The present inventors have tried to produce a histidine-producing mutant strain that increases the productivity of histidine through an increase in phosphoribosylpyrophosphate (PRPP), a precursor in the histidine biosynthetic pathway. As a result, the present invention was completed by confirming the increased histidine-producing ability of the mutant strain of histidine-producing ability prepared by inactivating the non-oxidative pentose phosphate pathway-related enzyme.

Accordingly, an object of the present invention is to provide a histidine-producing mutant strain.

Another object of the present invention is to provide a method for producing a histidine-producing mutant strain.

Another object of the present invention is to provide a method for preparing histidine.

Other objects and advantages of the present invention will become more apparent by the following detailed description, claims and drawings.

According to an aspect of the present invention, there is provided a histidine-producing mutant strain comprising an inactivated non-oxidative pentose phosphate pathway-related enzyme.

The present inventors have tried to prepare a histidine-producing mutant strain that increases the productivity of histidine through an increase in phosphoribosylpyrophosphate (PRPP), a precursor in the histidine biosynthetic pathway. As a result, it was confirmed that the increased histidine-producing ability of the mutant strain of histidine-producing ability prepared by inactivating the non-oxidized pentose phosphate pathway-related enzyme.

As used herein, the term "non-oxidized pentose phosphate pathway" refers to one of the glucose cycle processes that produce NADPH, which is a reducing equivalent, and pentose, which is an essential component of nucleotides. The non-oxidized pentose phosphate pathway consists of the phosphorylated sugars of xylulose-5-phosphate, ribose-5-phosphate and ribose-5. -phosphate) is a reversible pathway. Phosphoribosylpyrophosphate (PRPP) formed from ribose-5-phosphate is an active compound used in the biosynthesis of histidine and purine/pyrimidine nucleotides (see: http://www.genome.jp/dbget-bin/) www_bget?map00030 and https://en.wikipedia.org/wiki/Pentose_phosphate_pathway ).

According to an embodiment of the present invention, the non-oxidized pentose phosphate pathway-related enzyme is phosphoglucoseisomerase (pgi.phosphoglucoseisomerase), transketolase A (tktA), transketolase B (tktB). ), transaldolase A (talA) and transaldolase B (talB).

The nucleotide sequence encoding the pgi is the first sequence of Sequence Listing.

The nucleotide sequence encoding tktB is the second sequence in the Sequence Listing.

The nucleotide sequence encoding tktA is SEQ ID No. 3 in Sequence Listing.

The nucleotide sequence encoding talA is SEQ ID NO: 4.

The nucleotide sequence encoding talB is SEQ ID NO: 5.

In the present invention, the term "inactivation" used while expressing a mutant strain for producing histidine refers to inhibiting or attenuating the expression and/or activity of a protein by substitution, insertion, deletion, or a combination of nucleotides encoding a gene. do.

According to one embodiment of the present invention, the inactivation of the present invention is by substitution, insertion, deletion or a combination of nucleotide sequences encoding one or more enzymes selected from the group consisting of pgi, tktA, tktB, talA and talB. It is inactivation.

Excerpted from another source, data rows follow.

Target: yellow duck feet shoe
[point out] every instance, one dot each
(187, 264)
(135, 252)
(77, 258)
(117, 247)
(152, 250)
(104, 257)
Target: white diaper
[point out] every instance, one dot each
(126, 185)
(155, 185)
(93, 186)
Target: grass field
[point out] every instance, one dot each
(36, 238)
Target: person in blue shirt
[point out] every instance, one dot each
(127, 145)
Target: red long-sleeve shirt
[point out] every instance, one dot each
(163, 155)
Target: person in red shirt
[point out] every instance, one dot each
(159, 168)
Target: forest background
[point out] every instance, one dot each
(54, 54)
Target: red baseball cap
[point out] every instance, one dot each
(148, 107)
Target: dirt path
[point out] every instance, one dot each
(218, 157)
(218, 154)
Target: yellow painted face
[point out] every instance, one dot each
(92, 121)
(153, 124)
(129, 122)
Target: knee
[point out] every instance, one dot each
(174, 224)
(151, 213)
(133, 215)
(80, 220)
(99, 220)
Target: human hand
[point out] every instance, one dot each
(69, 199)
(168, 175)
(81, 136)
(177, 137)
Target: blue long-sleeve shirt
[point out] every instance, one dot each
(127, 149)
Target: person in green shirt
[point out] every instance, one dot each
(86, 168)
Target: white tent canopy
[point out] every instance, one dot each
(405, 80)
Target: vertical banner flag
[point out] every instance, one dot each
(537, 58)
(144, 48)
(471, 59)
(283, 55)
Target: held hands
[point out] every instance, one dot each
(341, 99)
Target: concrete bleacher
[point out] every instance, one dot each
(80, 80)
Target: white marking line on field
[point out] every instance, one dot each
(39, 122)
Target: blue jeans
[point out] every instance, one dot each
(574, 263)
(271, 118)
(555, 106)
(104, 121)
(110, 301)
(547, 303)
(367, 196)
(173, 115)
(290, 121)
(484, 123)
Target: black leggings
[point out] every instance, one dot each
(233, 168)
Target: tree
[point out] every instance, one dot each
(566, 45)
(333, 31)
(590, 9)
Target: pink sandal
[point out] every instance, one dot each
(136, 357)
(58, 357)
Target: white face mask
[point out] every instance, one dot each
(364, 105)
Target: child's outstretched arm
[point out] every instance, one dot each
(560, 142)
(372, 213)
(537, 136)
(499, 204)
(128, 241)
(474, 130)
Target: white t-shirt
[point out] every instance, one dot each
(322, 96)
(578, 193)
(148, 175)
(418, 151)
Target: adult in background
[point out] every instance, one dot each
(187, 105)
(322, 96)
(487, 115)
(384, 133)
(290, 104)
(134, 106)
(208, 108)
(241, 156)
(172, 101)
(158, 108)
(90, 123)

According to another embodiment of the present invention, the inactivation of the present invention is non-oxidized pentose phosphate by complete or partial deletion of the nucleotide sequence encoding one or more enzymes selected from the group consisting of pgi, tktA, tktB, talA and talB. It is the inactivation of pathway-related enzymes. According to a specific embodiment of the present invention, the inactivation of the present invention is a non-oxidized pentose phosphate pathway by partial deletion of a nucleotide sequence encoding one or more enzymes selected from the group consisting of pgi, tktA, tktB, talA and talB- It is the inactivation of related enzymes.

According to an embodiment of the present invention, the histidine-producing mutant strain includes an inactivated phosphoglucose isomerase, transketolase B, or a combination thereof.

According to an embodiment of the present invention, the histidine-producing mutant strain includes inactivated transketolase A, transaldolase A, transaldolase B, or a combination thereof.

Non-oxidized pentose phosphate pathway-related enzymes to be inactivated have been found and identified in various strains. In the following examples, non-oxidized pentose phosphate pathway-related enzymes of Escherichia coli of SEQ ID NOs: 1 to 5 in the Sequence Listing are exemplified, but other enzymes are included in the present invention.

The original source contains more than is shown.